What is Cycle Analytics

  • TLDR: Find all the Issue or MergeRequest records matching with a date range query (start_event and end_event) = Stage.
  • Calculate the duration (end_event_time - start_event_time)
  • Extract the median duration
  • Extract the list of records relevant to the date range
  • In EE cycle analytics stages will be customizable. In CE we only provide the default 7 stages.

High Level Overview

  • DataCollector is the high level interface for the feature.
  • BaseQueryBuilder is responsible for providing the base query, joining the absolutely necessary tables and do high level filtering.
  • An Event (start, end) could alter the query (join additional tables when needed, apply_query_customization). It defines a timestamp expression that will be used for the duration calculation.
  • Median and Records are using the base query provided by the DataCollector and do additional query manipulation.
  Defined for a Group (EE) or for a Project (CE)

  +---------------------+
  | Stages              |
  |   +-------------+   |
  |   |   Stage A   |   |                                 +--------+
  |   |             |   |      +---------------+   +----> | Median |
  |   +-------------+   |      |               |   |      +--------+
  |   | Start Event | +------> | DataCollector | +-+
  |   +-------------+   |      |               |   |      +---------+
  |   | End Event   |   |      +---------------+   +----> | Records |
  |   +-------------+   |                                 +---------+
  |                     |
  |   +-------------+   |
  |   |   Stage B   |   |
  |   |             |   |
  |   +-------------+   |
  |   | Start Event |   |
  |   +-------------+   |
  |   | End Event   |   |
  |   +-------------+   |
  |                     |
  |   ...               |
  +---------------------+

Database Related Changes (compared to the old CA feature, lib/gitlab/cycle_analytics)

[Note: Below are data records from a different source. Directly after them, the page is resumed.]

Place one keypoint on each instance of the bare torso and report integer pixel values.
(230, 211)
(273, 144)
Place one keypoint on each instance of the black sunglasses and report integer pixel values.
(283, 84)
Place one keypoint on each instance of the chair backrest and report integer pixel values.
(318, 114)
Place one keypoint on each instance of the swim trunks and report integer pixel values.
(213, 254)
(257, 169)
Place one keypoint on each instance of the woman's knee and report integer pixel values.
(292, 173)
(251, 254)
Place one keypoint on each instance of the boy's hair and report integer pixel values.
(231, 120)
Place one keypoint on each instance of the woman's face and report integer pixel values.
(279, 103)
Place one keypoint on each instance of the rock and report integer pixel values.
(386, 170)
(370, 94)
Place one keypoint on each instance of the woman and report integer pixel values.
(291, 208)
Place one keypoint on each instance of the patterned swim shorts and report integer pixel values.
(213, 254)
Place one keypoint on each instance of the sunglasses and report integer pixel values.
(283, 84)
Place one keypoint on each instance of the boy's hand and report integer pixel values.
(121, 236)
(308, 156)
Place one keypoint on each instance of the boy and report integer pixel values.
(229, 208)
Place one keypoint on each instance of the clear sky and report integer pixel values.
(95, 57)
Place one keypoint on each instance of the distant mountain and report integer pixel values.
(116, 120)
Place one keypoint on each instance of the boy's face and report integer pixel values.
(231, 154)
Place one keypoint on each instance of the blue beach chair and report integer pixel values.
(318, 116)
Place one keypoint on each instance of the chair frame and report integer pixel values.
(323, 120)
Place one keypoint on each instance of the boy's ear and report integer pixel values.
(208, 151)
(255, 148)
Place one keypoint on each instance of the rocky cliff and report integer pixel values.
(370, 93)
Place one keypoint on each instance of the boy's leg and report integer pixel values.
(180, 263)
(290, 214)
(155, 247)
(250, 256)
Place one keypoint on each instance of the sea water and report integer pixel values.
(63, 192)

  • User AR instead of Arel for building the query
  • Using percentile_disc function for the median calculation
  • Not using CTE tables
  • Avoid unnecessary table joins (join tables when the Stage actually requires it)
  • Loading records with one query (IssuableFinder query is merged), which helps implementing pagination later

Try it in the Console

Review stage definition:

  • Start: merge request created (merge_requests.created_at column)
  • End: merge request merged (merge_request_metrics.merged_at column)
stage = Analytics::CycleAnalytics::ProjectStage.new(start_event_identifier: :merge_request_created, end_event_identifier: :merge_request_merged, project_id: 19)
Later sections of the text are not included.